Simultaneously, the State Bank of Pakistan (SBP) posted two generally positive indicators on its website. However, their impact on other key macroeconomic indicators tended to lean more towards the negative.

In November, the current account deficit, a persistent cyclical issue for Pakistan, was in surplus at $9 million, compared to a deficit of $157 million in November 2022. The July-November 2023 current account deficit was $1.16 billion, down from $3.264 billion in the same period last fiscal year.

Despite the decrease in the current account deficit, this was not due to an increase in exports, which only rose by 1.93 percent from $11,942 million in July-November 2022 to $12,172 million in the same period of 2023. Instead, it resulted from a significant decline in imports, engineered through prohibitive exchange restrictions, dropping from $26,064 million in July-November 2022 to $21,550 million during the first five months of the current fiscal year, a decline of 17.32 percent.

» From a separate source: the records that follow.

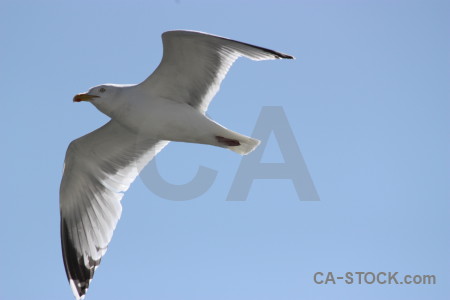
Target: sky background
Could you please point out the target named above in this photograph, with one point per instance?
(368, 101)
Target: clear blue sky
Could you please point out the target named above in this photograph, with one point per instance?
(368, 101)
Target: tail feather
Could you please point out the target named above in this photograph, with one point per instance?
(240, 144)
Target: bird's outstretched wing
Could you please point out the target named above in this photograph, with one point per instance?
(98, 168)
(195, 63)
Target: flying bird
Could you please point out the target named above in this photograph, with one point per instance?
(169, 105)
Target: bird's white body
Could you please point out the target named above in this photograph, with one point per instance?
(160, 118)
(169, 105)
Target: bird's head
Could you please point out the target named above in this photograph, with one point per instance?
(104, 97)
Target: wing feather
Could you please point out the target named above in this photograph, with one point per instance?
(98, 168)
(195, 63)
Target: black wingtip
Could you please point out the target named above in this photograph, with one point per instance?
(284, 56)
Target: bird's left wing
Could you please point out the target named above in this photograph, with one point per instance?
(98, 168)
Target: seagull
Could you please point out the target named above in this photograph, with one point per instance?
(169, 105)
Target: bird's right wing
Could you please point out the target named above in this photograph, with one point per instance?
(98, 168)
(195, 63)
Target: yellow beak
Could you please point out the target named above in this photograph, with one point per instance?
(83, 97)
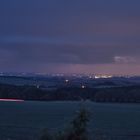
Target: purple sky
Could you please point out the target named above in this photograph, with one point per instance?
(76, 36)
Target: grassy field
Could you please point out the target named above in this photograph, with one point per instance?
(26, 120)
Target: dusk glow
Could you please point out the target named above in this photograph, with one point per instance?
(77, 36)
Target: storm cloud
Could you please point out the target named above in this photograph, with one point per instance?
(52, 35)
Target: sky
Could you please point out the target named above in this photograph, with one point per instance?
(70, 36)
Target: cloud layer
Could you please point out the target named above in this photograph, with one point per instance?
(52, 35)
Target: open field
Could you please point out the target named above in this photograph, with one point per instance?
(26, 120)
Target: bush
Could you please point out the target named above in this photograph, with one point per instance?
(77, 131)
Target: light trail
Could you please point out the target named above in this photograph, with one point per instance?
(11, 100)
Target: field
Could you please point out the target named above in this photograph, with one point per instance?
(26, 120)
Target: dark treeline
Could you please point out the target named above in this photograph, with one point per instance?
(114, 94)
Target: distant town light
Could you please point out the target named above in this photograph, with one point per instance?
(66, 80)
(83, 86)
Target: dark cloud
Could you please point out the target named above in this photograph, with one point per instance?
(46, 34)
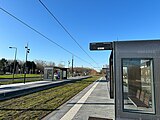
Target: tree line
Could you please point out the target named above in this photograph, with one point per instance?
(33, 67)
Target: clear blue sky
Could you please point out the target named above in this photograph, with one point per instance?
(87, 20)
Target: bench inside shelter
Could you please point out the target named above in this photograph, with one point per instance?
(141, 99)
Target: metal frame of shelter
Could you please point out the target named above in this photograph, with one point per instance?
(134, 78)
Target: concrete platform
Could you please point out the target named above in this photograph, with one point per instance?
(15, 90)
(91, 103)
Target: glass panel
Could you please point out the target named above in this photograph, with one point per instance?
(138, 91)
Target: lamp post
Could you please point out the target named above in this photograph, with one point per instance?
(14, 60)
(27, 51)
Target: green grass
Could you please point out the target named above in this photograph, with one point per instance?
(19, 76)
(37, 105)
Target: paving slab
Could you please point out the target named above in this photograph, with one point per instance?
(18, 89)
(91, 103)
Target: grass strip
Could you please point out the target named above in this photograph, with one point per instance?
(18, 76)
(19, 81)
(37, 105)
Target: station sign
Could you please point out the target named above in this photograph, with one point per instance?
(101, 46)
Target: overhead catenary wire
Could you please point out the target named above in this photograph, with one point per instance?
(41, 34)
(65, 29)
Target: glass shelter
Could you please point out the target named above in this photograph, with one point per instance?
(135, 79)
(54, 73)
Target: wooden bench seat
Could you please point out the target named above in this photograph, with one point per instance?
(140, 100)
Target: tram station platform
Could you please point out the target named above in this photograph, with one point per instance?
(19, 89)
(93, 103)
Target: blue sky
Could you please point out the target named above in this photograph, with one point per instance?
(87, 20)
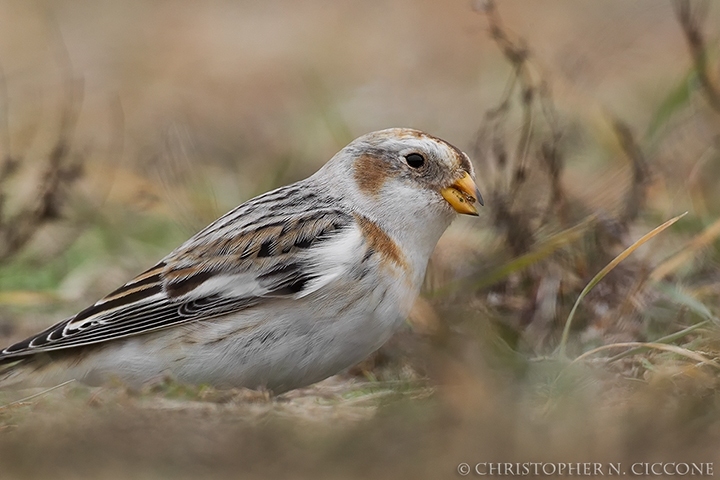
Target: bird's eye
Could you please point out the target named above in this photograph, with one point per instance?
(415, 160)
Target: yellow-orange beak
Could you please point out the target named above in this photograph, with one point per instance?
(462, 195)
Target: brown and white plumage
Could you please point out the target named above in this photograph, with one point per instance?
(285, 290)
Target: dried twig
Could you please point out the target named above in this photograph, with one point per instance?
(691, 16)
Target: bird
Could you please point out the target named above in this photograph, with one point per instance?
(287, 289)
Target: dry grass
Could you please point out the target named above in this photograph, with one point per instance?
(590, 126)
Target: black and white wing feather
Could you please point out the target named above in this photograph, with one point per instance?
(264, 249)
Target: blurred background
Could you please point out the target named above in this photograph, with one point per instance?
(127, 126)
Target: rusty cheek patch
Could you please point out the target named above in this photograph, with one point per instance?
(370, 174)
(380, 242)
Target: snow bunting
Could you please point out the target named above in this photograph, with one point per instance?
(285, 290)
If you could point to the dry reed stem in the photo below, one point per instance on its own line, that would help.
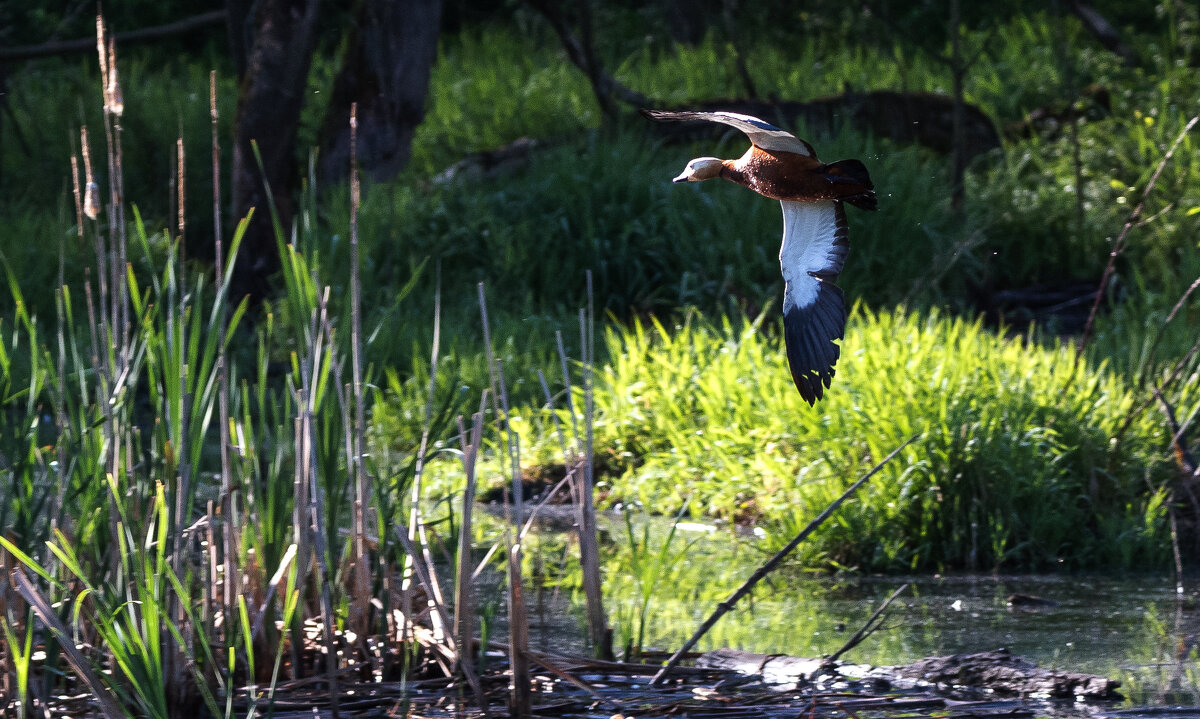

The decline in imports affected the import of raw materials, negatively impacting the large-scale manufacturing (LSM) sector, the primary export earner and a major source of income tax revenue. The LSM index for October recorded negative growth of 4.08 percent, negative 2 percent month on month, and negative 0.44 percent from July to October this year, compared to the same period last year.

While the current account deficit decreased, it came at the expense of the LSM sector, resulting in lower exports and a reduced growth rate.

Foreign direct investment (FDI) increased by 8 percent, but the overall figure remained low, rising from $607 million in July-November 2022 to $656 million in the comparable period of this year. Pakistan has struggled to attract significant FDI, with historical data showing an average of $156.51 million from 1997 to 2023. The highest recorded FDI was $1262.9 million in June 2008, while the lowest was negative $390.9 million in October 2018.

In overall terms, these amounts represent an average of only 0.2 percent of the total global FDI flows and less than one percent of the Asian subtotal. To enhance foreign direct investment (FDI) from Gulf Cooperation Council countries, the Special Investment Facilitation Council (SIFC) has been established, featuring high-level civilian and military engagement. Despite significant pledges, no binding contracts have been signed thus far.

Encouragingly, the SIFC has decided to involve an internationally renowned project development, financial, and legal consultancy firm for the assessment of feasibilities and bankable projects, as reported by the SIFC. This step is crucial for evaluating and scrutinizing the details of all contracts, aiming to ensure that, unlike agreements in the past, the nation’s long-term interests are adequately safeguarded.

As Pakistan grapples with the complexities of external borrowing and FDI, the establishment of the Special Investment Facilitation Council emerges as a notable initiative. While significant pledges from Gulf Cooperation Council countries have been received, the absence of binding contracts raises concerns. The decision of the SIFC to enlist the expertise of an international consultancy firm for project evaluations signals a commitment to prudently navigating future agreements. As the nation strives to secure its economic interests, the coming months will be critical in determining the success of these efforts and their impact on Pakistan’s economic trajectory.